Avery Company - Capitalization Grows

Capitalization Grows

In 1900 the company's stock was valued at US$1,000.000. In 1902, Avery purchased the Hannah Wagon Co., and it continued to grow until 1912 when it was valued at US$2,500,000. Cyrus Avery left active management of the company in 1902 and built a new home in Galesburg. In September, 1905, Cyrus M. Avery died. His son George Luzerne Avery had served as his father' secretary, and upon his father's death, was made a director of the company. George's uncle, J. B. Bartholomew, became president.

Avery company made many traction engines, such as the 1907 steam tractor model. At that time steam was the only form of power and the tractor resembled a miniature locomotive. In 1909, Avery began manufacturing gasoline tractors. They shortly gained a reputation for producing huge tractors, including the very large for its day 40 horsepower (30 kW) Avery steam traction engines, weighing 25 short tons (23 t) each. Large tractors were needed across the prairie to turn the virgin sod, from North Dakota to Texas, oftentimes with roots as thick as a man's thumb, into tillable soil. Even teams of 16 horses were not strong enough to pull gang plows through the dense bunch grasses whose roots grew as deep as 6 feet (1.8 m) into the earth. The first small steam traction engines, adapted from the design of stationary engines used to thresh wheat and gin cotton, weren’t strong enough and broke down repeatedly.
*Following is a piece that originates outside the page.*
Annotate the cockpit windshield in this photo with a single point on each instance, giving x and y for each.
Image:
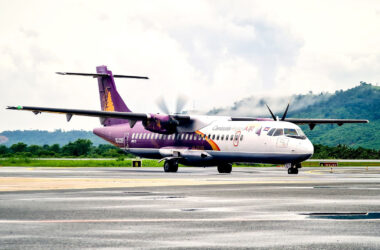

The competitive landscape changed during that year when the Holt Manufacturing Co. of Stockton, California (later Caterpillar Inc.) arrived in Peoria, purchasing the bankrupt Colean Manufacturing Co., which had manufactured farm implements and steam traction engines across town. Holt established their eastern manufacturing branch there. In the same year, Avery's first tractor was a huge 60 horsepower (45 kW) model with a 12- by 18-inch bore and stroke. The competition included the 15-30 Model O Quincy tractor, made in 1911; the Fairbanks-Morse 15-25 of the same year and the 20-hp International Harvester Company Mogul of 1909. Unfortunately, their first tractor failed to perform, and they pulled it from the 1910 Winnipeg Tractor Demonstration.